Home sales in December were a percent lower than November, but still 13% higher than last December. Home sales were up 9% during 2012, the highest annual sales volume since 2007.
Prices increased 4.4% as the inventory of homes for sale continues to lag behind the increase in sales volume. New listings were 5.2% lower than last year while closed sales were up 19.1%. Total market time (average days on market) fell 21.5%.
Economics 101 at work, low supply and high demand equals higher prices. This trend is forecasted to continue in the short term until the supply increases to satisfy demand.
The National Association of Realtors has identified several reasons why the inventory remains low:
1. Many homeowners are underwater. According to CoreLogic, about 22% of homeowners with a mortgage owe more than their home is worth. Owners who are underwater are not likely to sell unless their life circumstances dictate.
2. Others don't have enough equity to "trade up." About 10 million homeowners have less than 20% equity in their current home. Traditionally, homeowners have relied on their equity to help offset their selling expenses and putting a down payment on their next home.

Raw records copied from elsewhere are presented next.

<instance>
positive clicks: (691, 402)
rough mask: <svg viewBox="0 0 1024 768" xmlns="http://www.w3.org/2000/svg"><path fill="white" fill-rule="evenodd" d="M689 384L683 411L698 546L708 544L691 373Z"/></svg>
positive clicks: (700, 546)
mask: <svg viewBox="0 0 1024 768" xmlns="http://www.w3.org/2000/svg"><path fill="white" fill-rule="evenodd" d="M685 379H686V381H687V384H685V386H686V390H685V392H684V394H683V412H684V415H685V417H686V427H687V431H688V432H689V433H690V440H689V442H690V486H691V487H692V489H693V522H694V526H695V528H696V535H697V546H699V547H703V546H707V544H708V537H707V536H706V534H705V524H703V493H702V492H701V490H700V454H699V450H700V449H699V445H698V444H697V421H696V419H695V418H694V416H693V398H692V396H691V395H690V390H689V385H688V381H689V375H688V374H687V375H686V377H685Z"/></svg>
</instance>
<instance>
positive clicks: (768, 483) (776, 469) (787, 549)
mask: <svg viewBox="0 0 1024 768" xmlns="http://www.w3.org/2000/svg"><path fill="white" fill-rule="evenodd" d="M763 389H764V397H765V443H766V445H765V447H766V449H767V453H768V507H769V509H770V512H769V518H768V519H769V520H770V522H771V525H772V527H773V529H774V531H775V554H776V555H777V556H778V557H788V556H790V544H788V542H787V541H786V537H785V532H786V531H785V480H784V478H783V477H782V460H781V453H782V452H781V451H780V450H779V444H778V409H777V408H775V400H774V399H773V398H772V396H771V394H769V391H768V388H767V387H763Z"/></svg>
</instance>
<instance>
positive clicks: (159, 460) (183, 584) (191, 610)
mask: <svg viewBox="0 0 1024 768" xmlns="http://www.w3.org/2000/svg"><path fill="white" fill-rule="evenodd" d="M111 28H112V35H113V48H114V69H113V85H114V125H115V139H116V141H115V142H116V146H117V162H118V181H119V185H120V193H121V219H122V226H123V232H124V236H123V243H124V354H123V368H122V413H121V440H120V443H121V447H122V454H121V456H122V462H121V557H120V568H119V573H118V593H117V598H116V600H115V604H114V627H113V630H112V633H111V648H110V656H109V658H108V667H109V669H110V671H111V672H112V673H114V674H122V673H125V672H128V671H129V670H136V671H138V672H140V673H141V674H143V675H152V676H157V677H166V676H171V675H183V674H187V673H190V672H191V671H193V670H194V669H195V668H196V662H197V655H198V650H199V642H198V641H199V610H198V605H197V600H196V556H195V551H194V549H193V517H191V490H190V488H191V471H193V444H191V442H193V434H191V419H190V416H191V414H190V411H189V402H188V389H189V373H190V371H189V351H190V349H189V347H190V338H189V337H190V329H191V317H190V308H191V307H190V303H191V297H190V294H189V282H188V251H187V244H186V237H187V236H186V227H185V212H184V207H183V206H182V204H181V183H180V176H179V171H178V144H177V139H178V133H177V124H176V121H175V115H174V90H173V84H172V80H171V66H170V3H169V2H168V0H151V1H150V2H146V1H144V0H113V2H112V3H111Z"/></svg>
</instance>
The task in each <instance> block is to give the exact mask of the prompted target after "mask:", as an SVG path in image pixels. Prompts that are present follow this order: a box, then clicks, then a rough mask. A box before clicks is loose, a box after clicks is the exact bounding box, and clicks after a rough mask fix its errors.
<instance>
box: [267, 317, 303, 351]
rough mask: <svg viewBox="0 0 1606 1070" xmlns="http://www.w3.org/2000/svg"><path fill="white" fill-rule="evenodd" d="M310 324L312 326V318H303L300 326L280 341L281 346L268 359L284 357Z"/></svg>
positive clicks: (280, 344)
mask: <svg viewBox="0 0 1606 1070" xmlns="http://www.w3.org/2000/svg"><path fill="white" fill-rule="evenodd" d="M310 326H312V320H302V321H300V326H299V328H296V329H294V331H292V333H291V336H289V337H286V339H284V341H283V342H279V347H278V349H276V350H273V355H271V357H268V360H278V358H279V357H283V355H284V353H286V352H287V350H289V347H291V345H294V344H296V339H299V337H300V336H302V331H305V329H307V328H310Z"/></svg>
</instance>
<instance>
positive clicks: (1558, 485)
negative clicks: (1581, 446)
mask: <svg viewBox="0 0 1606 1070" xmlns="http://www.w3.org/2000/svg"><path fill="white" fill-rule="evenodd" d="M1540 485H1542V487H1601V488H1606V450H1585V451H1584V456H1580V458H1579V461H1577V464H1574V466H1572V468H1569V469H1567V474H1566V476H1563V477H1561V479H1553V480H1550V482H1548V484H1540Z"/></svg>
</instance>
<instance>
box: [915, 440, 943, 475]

3. Everyone wants to buy at the bottom, but few want to sell. Owners who are not motivated by life circumstances will wait to sell until prices rebound to higher levels to maximize their current investment.
4. More purchases from investors. Investors have increasingly bought homes to rent rather than flipping them for quick profits.
5. Banks have been slower at foreclosing. New state and federal rules governing loan modifications and foreclosures have slowed the foreclosure process and reduced the number of foreclosed properties that hit the market.
6. Builders have been building fewer homes. New construction during 2009 through 2011 was sluggish. New construction has just started to rebound.